All of the hypothesized correlates, predictors, and explanatory variables can be sorted along an ecological scale that runs from the international regulations at the macroscopic level down to the possible influence of genetic susceptibility traits observable at the microscopic level, with additional meso-level conditions and processes in the form of interpersonal relationships between peers and within families (e.g., with respect to adept parenting). It now is possible to catalog these suspected determinants, but there now is no over-arching integrated theory or synthesis as would be needed to specify theoretical propositions or to guide lines of epidemiological research intended to distinguish what is a mere correlate or predictor of cannabis use from what qualifies as a truly causal influence, or as what might convey protection. For this reason, the next sections of this review articles are relatively concise.

3. The Third Rubric: Causes (Why?)

All of the above-listed dimensions or facets of time, place, and personal characteristics are entertained as potential causal or protective influences with respect to explaining what accounts for variation in incidence rates for cannabis use, and why some individuals in the population are becoming newly incident users while others never start. That is to say, all truly protective factors, if they convey protection, deserve to be counted in the array of causal influences. By definition, protective factors cause a reduced risk of becoming a newly incident cannabis user. According to general principles of epidemiology [48], if we were to take them away, or nullify their effects, then population incidence rates of cannabis use should increase.

The most strongly implicated and sturdily replicated causal influence already has been mentioned - namely, the early characteristic of socially maladaptive behavior or conduct problems manifest in childhood, well before onset of cannabis or other drug use. The definitiveness of the evidence on this hypothesized causal influence is enhanced by a series of prevention experiments in which experimental manipulations to promote socially adaptive behavior and to discourage social maladaptation during the primary school years have been followed by sustained reductions in incidence and persistence of cannabis use [34, 35].

Cannabis ‘exposure opportunities’ have been mentioned as necessary but not sufficient pre-conditions for occurrence of newly incident cannabis use. No research is needed to substantiate the idea that cannabis must be available in the environment; all individuals must have a cannabis exposure opportunity before cannabis use can occur [37].

Otherwise, the literature under this rubric is patchy with insufficient replication evidence to merit detailed coverage. There is a handful of longitudinal and prospective studies of newly incident cannabis users, but the guiding conceptual models generally do not have much overlap, and the literature contains too few estimates from comparable studies for systematic review or a basic meta-analysis. That is to say, there are many different kinds of studies, with a range from convenience samples to school survey samples to properly conducted studies of all persons in probability samples of a pre-defined and epidemiologically credible population, with designs of the case-control variety, cross-sectional surveys, longitudinal follow-up studies, and even prevention experiments. But the heterogeneity of populations and study designs makes it difficult to conduct proper systematic reviews or meta-analyses at this point in time. In one of its main conclusions, a just-completed and very ambitious systematic review on the topic of cannabis use and cannabis dependence illustrates the complex challenges faced when trying to forge chains of inference from heterogeneous sources of evidence: “…, the link between cannabis dependence and predisposing factors could not be resolved convincingly by most studies due to methodological weaknesses regarding dependence criteria [49].

As it happens, most studies seeking causes have focused attention on prevalence of cannabis use. Due to failure to separate out the force of incidence from duration and prevalence, studies of cannabis prevalence do not have the resolving power to discriminate conditions that cause cannabis use to start in the first place from the conditions that foster persistence of cannabis use, once it starts.

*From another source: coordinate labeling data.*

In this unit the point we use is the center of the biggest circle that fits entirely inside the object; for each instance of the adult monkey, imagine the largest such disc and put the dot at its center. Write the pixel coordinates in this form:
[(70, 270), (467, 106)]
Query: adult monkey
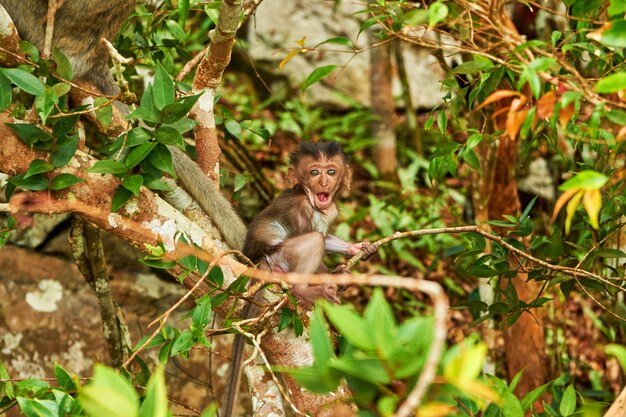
[(78, 27), (291, 235)]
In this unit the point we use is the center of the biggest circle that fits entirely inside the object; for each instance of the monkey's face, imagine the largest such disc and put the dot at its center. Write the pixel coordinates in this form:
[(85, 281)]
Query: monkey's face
[(321, 178)]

In this context, it is noteworthy that the concentration of delta-9 tetrahydrocannabinol in a cannabis preparation, or the relative balance of THC versus other cannabinoids, might well be an important determinant of whether cannabis use persists once it starts. This proposition is supported by evidence that THC effects can be modulated by cannabinoids and possibly other chemicals in the cannabis preparation [50]. Whereas facets of cannabis compounds are likely to be influential in whether a newly incident cannabis user persists in use of the drug, they are not central in determining whether someone becomes a first-time user of the drug.

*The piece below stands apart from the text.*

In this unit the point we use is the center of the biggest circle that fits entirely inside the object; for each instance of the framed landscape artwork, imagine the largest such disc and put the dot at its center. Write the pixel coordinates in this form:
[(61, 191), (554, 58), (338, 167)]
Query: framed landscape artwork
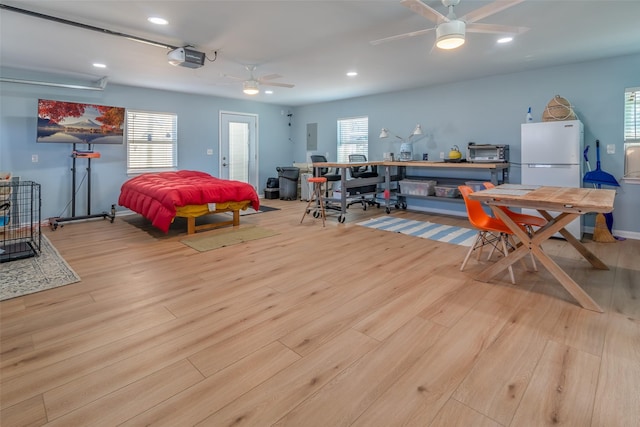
[(75, 123)]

Much the same can be said for route of administration, except in an indirect sense that individuals who tell their peers that they do not like to smoke tobacco because it makes them cough too much or because they have respiratory problems might never be presented with a chance to try cannabis in the smoked form. Increased availability of oral dosage forms (e.g., candies, cakes containing cannabinoids) might be followed by increased incidence rates of cannabis products in this form, and will become deserving of scrutiny as a causal influence with respect to population-level incidence rates.

The present state of evidence about causes of becoming a newly incident cannabis user lags behind what has been discovered about causes of becoming a newly incident tobacco cigarette smoker or the causes of becoming a newly incident drinker of alcoholic beverages. At present, there is no compelling integrative conceptual model or theoretical formulation as might serve to create a systematically applied template in a series of studies that shed light on the issue of replicability.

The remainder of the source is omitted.